O autor não reduz as práticas docentes nem às determinações estruturais nem às escolhas individuais. Ao contrário, procura compreender como trajetórias de socialização, posições ocupadas no campo educacional, experiências de vida, formações acadêmicas e formas de participação social se articulam na constituição de disposições relativamente duráveis, mas sempre suscetíveis a transformações produzidas pelas dinâmicas do próprio campo.Essa perspectiva contribui para ampliar um debate que, por vezes, tem sido conduzido a partir de oposições simplificadoras entre estrutura e agência, currículo e prática, classe e raça, reprodução e transformação. Sem negar a importância dessas categorias, o livro propõe examiná-las relacionalmente, reafirmando um dos princípios centrais da Sociologia bourdieusiana: os fenômenos sociais somente podem ser compreendidos pelas relações que estabelecem entre si.
Outro aspecto digno de destaque é a interlocução estabelecida entre diferentes tradições intelectuais. A obra dialoga com autores clássicos e contemporâneos da Sociologia, da Antropologia e da Educação, incorporando contribuições produzidas tanto no Brasil quanto em outros contextos nacionais. Ao mesmo tempo, preserva uma preocupação constante com a realidade concreta da escola pública brasileira, evitando que a discussão permaneça exclusivamente no plano abstrato da teoria.

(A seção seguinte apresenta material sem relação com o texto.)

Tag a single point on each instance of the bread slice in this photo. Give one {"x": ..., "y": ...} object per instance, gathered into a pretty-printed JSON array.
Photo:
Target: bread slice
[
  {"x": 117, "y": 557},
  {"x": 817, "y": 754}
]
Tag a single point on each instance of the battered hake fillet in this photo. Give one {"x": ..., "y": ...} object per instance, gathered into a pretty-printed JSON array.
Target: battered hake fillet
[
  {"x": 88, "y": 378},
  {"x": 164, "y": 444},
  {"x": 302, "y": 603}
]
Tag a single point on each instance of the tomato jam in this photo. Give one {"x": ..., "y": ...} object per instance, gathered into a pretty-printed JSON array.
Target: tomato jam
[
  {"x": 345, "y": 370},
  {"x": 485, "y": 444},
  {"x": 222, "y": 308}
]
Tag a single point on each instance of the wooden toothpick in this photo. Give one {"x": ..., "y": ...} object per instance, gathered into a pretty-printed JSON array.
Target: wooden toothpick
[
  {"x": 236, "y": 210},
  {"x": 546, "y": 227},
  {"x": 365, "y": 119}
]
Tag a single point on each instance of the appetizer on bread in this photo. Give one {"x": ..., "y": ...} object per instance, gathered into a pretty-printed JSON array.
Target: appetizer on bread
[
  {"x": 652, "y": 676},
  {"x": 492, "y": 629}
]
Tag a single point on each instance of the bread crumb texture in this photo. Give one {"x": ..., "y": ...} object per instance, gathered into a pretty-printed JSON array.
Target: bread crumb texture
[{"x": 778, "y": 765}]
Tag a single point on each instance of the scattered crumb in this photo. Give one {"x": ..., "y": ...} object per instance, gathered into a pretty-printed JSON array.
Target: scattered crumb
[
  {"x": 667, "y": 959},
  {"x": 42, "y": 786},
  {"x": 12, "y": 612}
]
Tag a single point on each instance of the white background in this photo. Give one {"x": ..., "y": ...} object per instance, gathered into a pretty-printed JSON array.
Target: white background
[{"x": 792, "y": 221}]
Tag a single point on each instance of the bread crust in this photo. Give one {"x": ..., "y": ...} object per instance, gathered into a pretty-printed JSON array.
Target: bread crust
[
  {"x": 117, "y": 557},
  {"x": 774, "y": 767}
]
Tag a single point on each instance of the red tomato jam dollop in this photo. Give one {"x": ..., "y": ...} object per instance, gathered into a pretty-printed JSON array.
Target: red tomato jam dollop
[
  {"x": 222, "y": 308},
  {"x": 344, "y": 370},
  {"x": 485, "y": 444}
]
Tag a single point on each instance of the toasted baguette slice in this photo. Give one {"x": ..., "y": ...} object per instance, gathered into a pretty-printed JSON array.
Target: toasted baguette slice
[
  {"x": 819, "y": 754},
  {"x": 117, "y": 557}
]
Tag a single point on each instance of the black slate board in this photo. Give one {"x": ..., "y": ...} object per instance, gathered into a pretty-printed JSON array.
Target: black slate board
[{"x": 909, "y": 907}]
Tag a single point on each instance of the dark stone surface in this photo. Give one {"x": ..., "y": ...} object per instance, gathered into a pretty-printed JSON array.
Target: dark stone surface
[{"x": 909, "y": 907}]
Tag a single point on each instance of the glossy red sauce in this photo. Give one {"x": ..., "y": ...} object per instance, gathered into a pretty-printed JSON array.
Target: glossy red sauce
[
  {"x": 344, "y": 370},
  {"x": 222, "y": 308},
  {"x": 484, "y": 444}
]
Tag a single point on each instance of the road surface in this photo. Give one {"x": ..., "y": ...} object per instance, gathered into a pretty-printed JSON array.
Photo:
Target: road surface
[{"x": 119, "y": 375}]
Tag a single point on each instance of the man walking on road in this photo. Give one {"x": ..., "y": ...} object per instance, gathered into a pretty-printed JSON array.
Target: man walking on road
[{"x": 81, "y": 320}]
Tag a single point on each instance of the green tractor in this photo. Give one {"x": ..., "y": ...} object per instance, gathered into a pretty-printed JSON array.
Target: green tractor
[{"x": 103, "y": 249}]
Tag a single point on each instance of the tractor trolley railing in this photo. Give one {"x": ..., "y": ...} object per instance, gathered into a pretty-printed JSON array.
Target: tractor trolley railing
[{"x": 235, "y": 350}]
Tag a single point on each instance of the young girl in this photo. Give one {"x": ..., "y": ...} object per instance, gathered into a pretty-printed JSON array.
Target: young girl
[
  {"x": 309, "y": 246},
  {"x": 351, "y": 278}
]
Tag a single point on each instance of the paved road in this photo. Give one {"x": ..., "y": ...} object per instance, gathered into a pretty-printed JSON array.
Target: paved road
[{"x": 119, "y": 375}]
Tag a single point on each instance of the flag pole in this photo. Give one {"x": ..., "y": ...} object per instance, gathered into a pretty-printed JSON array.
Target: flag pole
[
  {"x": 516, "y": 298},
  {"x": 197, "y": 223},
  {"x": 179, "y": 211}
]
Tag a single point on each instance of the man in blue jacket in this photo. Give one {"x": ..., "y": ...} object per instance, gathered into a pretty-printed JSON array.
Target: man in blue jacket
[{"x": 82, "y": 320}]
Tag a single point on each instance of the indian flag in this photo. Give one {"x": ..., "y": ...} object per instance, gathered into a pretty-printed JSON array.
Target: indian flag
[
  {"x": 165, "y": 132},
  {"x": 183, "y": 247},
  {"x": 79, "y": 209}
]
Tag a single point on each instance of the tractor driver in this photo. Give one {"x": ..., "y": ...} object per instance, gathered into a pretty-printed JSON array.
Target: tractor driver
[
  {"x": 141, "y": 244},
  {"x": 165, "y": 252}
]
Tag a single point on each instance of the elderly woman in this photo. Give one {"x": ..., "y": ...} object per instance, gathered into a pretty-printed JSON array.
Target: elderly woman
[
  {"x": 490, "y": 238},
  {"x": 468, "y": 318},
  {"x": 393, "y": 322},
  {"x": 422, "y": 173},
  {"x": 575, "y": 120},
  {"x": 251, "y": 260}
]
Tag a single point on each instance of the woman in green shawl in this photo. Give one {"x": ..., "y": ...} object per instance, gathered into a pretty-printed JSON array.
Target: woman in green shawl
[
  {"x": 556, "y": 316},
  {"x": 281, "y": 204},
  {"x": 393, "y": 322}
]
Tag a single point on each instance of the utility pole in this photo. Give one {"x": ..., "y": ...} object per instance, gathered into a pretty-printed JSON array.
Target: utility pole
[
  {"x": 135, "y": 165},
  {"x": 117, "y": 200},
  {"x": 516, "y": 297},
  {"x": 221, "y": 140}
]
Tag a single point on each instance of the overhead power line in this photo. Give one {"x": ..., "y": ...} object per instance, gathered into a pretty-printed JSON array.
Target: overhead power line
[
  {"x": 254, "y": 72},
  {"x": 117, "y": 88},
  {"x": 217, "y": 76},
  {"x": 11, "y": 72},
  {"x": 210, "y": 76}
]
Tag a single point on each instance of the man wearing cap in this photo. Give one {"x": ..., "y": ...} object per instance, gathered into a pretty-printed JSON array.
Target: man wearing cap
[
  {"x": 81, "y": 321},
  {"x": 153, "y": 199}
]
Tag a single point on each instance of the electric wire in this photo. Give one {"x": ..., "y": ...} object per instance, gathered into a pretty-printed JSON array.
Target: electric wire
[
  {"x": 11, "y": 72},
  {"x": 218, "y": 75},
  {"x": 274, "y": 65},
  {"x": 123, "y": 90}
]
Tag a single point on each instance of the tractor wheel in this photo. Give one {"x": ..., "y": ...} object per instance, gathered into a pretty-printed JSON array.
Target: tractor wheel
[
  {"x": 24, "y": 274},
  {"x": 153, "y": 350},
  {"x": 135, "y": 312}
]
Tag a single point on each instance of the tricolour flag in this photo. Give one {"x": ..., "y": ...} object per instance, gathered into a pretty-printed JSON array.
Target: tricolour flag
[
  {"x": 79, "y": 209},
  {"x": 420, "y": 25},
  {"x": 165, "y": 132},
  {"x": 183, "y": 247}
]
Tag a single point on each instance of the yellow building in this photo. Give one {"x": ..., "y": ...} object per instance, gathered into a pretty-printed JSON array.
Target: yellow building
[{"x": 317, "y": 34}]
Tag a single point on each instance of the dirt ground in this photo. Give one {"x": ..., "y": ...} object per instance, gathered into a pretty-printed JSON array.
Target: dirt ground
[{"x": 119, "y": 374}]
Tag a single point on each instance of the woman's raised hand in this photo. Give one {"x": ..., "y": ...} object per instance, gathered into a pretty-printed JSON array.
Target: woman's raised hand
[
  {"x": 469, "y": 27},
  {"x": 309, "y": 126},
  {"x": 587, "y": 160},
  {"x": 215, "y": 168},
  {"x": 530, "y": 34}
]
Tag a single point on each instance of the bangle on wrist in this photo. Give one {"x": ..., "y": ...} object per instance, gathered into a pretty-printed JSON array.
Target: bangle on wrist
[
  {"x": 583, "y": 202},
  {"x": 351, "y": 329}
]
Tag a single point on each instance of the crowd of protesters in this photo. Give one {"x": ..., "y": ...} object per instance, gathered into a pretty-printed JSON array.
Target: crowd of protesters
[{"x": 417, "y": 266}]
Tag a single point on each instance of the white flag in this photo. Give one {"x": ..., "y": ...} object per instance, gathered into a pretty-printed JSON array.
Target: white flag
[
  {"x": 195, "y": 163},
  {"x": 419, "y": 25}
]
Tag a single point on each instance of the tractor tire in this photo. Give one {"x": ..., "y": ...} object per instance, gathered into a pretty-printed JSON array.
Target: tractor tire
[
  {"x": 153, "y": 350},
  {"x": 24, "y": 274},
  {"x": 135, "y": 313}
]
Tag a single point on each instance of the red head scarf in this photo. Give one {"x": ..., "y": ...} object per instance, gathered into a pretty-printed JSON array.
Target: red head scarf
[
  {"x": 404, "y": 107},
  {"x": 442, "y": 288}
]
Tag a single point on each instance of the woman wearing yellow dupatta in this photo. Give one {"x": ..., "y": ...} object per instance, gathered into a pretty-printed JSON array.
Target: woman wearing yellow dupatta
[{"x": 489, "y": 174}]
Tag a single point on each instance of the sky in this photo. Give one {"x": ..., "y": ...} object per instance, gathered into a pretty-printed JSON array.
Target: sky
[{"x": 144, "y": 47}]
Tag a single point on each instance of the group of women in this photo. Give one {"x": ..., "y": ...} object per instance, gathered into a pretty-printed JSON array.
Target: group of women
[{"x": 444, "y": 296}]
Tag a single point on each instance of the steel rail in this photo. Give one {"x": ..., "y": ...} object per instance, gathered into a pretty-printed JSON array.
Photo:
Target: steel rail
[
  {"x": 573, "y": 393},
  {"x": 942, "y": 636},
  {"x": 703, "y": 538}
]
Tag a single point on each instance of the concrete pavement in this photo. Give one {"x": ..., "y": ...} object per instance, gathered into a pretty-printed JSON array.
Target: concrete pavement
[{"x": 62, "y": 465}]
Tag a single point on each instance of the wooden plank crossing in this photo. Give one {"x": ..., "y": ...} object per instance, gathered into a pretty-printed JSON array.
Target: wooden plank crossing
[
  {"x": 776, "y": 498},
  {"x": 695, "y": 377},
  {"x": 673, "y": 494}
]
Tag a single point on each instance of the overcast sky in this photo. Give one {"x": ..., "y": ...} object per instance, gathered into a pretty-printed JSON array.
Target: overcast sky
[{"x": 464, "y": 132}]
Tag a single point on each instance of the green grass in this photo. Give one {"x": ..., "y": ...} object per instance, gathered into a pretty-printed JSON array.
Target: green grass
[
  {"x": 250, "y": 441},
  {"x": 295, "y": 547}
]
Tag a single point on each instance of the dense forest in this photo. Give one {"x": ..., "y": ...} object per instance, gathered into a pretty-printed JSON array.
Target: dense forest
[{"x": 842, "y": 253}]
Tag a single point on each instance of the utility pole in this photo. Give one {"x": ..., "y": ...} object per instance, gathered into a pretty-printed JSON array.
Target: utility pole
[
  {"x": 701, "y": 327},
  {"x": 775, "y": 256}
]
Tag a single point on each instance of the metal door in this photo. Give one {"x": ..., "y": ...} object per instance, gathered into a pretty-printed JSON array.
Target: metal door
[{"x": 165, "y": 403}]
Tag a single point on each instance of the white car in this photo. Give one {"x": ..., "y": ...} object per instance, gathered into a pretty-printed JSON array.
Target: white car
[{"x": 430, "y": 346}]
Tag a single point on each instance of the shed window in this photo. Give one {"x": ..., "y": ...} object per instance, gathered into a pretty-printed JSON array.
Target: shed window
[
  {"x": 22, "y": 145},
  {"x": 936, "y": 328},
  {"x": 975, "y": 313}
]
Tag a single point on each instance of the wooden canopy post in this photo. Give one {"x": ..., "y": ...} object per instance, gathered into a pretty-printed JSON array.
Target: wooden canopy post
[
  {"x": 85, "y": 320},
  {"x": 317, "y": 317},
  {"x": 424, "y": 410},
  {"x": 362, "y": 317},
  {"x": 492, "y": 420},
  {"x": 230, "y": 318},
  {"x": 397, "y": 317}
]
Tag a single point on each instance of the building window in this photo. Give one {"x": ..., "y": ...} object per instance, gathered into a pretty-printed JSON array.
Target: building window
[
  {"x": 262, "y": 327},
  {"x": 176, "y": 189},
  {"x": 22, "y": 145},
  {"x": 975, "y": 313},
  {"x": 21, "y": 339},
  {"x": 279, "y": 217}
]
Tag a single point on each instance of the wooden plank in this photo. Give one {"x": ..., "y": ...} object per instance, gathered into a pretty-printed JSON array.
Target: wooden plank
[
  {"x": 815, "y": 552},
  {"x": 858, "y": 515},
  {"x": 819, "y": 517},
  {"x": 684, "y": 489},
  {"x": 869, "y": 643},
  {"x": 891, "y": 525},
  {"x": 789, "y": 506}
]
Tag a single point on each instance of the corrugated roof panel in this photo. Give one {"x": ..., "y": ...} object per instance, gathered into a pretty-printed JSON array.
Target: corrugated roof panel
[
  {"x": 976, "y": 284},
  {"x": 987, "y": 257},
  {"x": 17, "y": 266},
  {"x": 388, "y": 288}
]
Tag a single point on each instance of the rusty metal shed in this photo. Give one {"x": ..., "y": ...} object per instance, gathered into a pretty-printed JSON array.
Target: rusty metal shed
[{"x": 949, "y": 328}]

Este livro dirige-se a públicos diversos. Pesquisadores encontrarão uma proposta analítica consistente, construída a partir da interlocução entre teoria sociológica e investigação empírica. Professores da Educação Básica poderão reconhecer, nas situações analisadas, desafios presentes em seu cotidiano profissional. Estudantes de licenciatura terão acesso a uma reflexão sobre a formação docente e sobre os processos sociais que atravessam o ensino das relações étnico-raciais.
A obra amplia o horizonte das perguntas que orientam esse campo de investigação. Ao fazê-lo, reafirma que compreender as práticas docentes exige compreender também as condições sociais que as tornam possíveis.